MR. CHAIRMAN: I would like to say that we have other witnesses . . .
MS. WHALEN: We have an hour for those witnesses.
MR. CHAIRMAN: . . . and I will remind members of the committee (Interruption) Excuse me, I’d just like to make this comment. As a committee, we reached some agreement. As we select witnesses, we agreed that we would have this meeting with two sets of witnesses and I think we need to respect both our current witnesses and the ones who are awaiting their opportunity to let us know about their own experience, which I will remind everybody around the table is also about housing and allows us to continue our discussion of housing.
I will also say that this is an important topic. I think everybody has been reflecting that in their questions and we may well wish to invite members from the department to return to talk further.
MS. WHALEN: What I think we can see from the presentation is there are so many different facets to this. It goes everywhere from homelessness right through to people with disabilities, difficulty finding housing that’s suitable, determinants of health and so on. There is an awful lot that needs to be asked and I think it would be a wonderful idea - although I’m not a regular committee member - if you invited them back again right away.
My request then will be that I get information since we can’t share it here publicly with questions. I would like if all members of the committee would be given a copy, number one, of the history of that deferred federal contribution. Mr. Troke said that it goes up and down, that it’s in flux, that it’s used on many programs. I’d like the information to just show how it has been used on those different programs. How much went to rent subsidy? How much went to good programs like this, where you’re building housing in normal residential areas and integrating public housing, how much has been used for other programs?
We see $58 million, a very large number. I realize now that it goes until 2030 or so, but nevertheless, that money has been given to us from the federal government to spend on housing and helping people find safe and adequate housing. If you could give us a history of that fund and where it has been allocated, then that will help us understand the use of it. So that’s number one.
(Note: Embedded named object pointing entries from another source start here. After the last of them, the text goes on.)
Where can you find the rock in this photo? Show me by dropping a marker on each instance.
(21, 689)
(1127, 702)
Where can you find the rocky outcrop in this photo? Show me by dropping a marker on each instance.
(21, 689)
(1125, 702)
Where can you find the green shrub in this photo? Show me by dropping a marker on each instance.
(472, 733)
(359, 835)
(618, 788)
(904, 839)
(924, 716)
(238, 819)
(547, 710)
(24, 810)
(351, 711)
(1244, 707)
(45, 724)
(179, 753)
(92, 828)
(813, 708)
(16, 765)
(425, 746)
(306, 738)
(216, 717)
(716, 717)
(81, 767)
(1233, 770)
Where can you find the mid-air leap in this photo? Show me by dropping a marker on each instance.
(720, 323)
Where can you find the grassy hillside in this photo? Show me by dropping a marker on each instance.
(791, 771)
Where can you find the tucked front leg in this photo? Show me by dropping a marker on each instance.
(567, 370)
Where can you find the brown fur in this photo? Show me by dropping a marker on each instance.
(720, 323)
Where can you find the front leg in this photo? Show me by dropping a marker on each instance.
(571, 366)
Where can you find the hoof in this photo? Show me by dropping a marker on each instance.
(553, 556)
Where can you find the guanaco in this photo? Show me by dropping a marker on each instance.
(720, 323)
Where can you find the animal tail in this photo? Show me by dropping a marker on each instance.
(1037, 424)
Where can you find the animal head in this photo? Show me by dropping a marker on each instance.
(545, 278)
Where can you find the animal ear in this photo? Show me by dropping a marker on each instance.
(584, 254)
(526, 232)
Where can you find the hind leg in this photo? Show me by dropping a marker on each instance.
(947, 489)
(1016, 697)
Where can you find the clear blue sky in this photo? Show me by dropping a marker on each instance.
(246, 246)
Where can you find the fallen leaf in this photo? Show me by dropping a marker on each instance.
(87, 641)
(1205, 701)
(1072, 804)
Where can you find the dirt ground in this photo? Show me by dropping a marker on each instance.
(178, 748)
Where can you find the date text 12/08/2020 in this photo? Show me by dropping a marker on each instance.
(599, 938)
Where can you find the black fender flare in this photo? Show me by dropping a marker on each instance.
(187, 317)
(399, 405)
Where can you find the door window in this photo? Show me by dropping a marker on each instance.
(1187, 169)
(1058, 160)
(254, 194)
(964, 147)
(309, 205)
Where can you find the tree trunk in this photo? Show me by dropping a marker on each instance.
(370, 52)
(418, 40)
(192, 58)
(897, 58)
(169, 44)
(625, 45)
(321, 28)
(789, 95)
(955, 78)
I’d like to know specifically how much has been spent on rent subsidies, if you could give me any background, any accounting of rent subsidies. In my area of Clayton Park, there is no public housing but there are rent subsidies in all those new buildings. I share the concern of my colleague that those are federal monies and provincial monies going in there to support developers as they put up new buildings but we don’t have a long-term commitment in place for low-income families in those buildings.
MR. WOOD: Recognize that some of those rent supplements are actually income assistance rent supplements, too, that people are receiving.
MS. WHALEN: Well, hopefully they’ll continue beyond the 10 years or 15 years, but if you could give me a background on that program in particular and on the $58 million deferred federal contribution.
MR. WOOD: Sure, can do.
MS. WHALEN: Thank you.
MR. CHAIRMAN: Thank you, Ms. Whalen, and thank you both for being here to present but you may wish to have a final word.
MR. WOOD: I think Ms. Whalen actually did a very good job of it. This is not small. As I said at the very beginning, people having a safe, affordable home and improving the health and vibrancy of communities is foundational to the social determinants of health; if you can make improvements in there, you, in fact, are actually really helping citizens in a very large, macro way. That, for me, is at the heart of what we are doing and it’s why it does cover the breadth. It is something that regardless of whether you’re homeless or you’re trying to find your first home, it affects all Nova Scotians.
MR. CHAIRMAN: Thank you very much. Thank you for being here and I expect that given the interest in our topic today that you’ll be hearing from us again at some future point.
I think what we’ll do is take a very, very brief recess to allow our first set of witnesses to wrap up, to at least move out of the head table, and our second set of witnesses to get organized.